A concern with development should always trump a focus on learning. Adults need to take a more developmental long-view – asking where are we going and how might we get there? – rather than have only a short-term concern with what’s being learned in the moment. And as a Vygotskian perspective stresses, adults always need to be looking for what particular children and groups are capable of, not just what individuals have already shown they can do. Testing, especially high-stakes summative testing aligned with predetermined bite-sided curriculum, is so insidious because its dehumanizing mechanistic demands is continually undermining those teachers who are committed to children’s social and academic achievements in ways that will support their development into better people and smarter learners.

No one can develop socially unless they are able to interact socially. Ask any parent of a toddler! And families – or classrooms – don’t magically become socially supportive learning communities. They require adults who care enough about children to engage with them in genuine dialogue (not evaluative quizzing) about life, literature, and content (not textbooks masquerading as such). What sort of a country are we hoping to create if we don’t practice social democracy in the very places where children – and adults – can learn to become better citizens? Schools like Mission Hill are beacons for developing democracy where people together embrace the struggle to learn to be more democratic. Members of Congress could learn a lot from a field trip there.
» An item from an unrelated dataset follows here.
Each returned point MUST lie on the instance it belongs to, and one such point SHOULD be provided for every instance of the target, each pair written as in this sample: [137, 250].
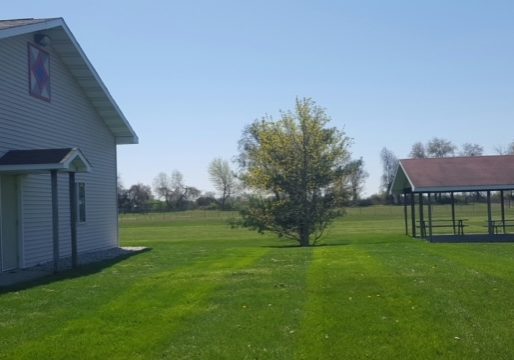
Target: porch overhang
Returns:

Which brings me to standards. The founding fathers would agree that even the best pre-determined “standards” – the Constitution and its amendments – can never guarantee outcomes. Common Core State Standards are no different. We may critique standards for what’s good – and not so good – about them. We could start with the fact that democratic standards aren’t included in the Common Core. However, just as we can’t teach children to develop socially by telling them what to do, we can’t teach them to grow intellectually by imposing academic standards on them – and believing that repeated testing will somehow make development happen.

People’s intellectual development only really takes off when they become obsessed with what they are learning. It’s sad to have to note that that is as true for children as it is for adults. Effective parents – rich, poor, or middle-class – like effective teachers, know that teaching, trips, or tutoring makes little difference until children take charge of their own learning. And that can happen with preschoolers and dinosaurs as much as with teachers – or Think Tank executives – and education. How many parents or executives would be obsessed with becoming better at their challenging jobs if they had to live under the shadow of testing surveillance tied to imposed standards?
If teachers, principals, and school districts were rewarded for creating learning environments where children can develop socially and intellectually then all that money wasted on testing could be spent on professional development by, with, and for teachers obsessed with education and democratic outcomes.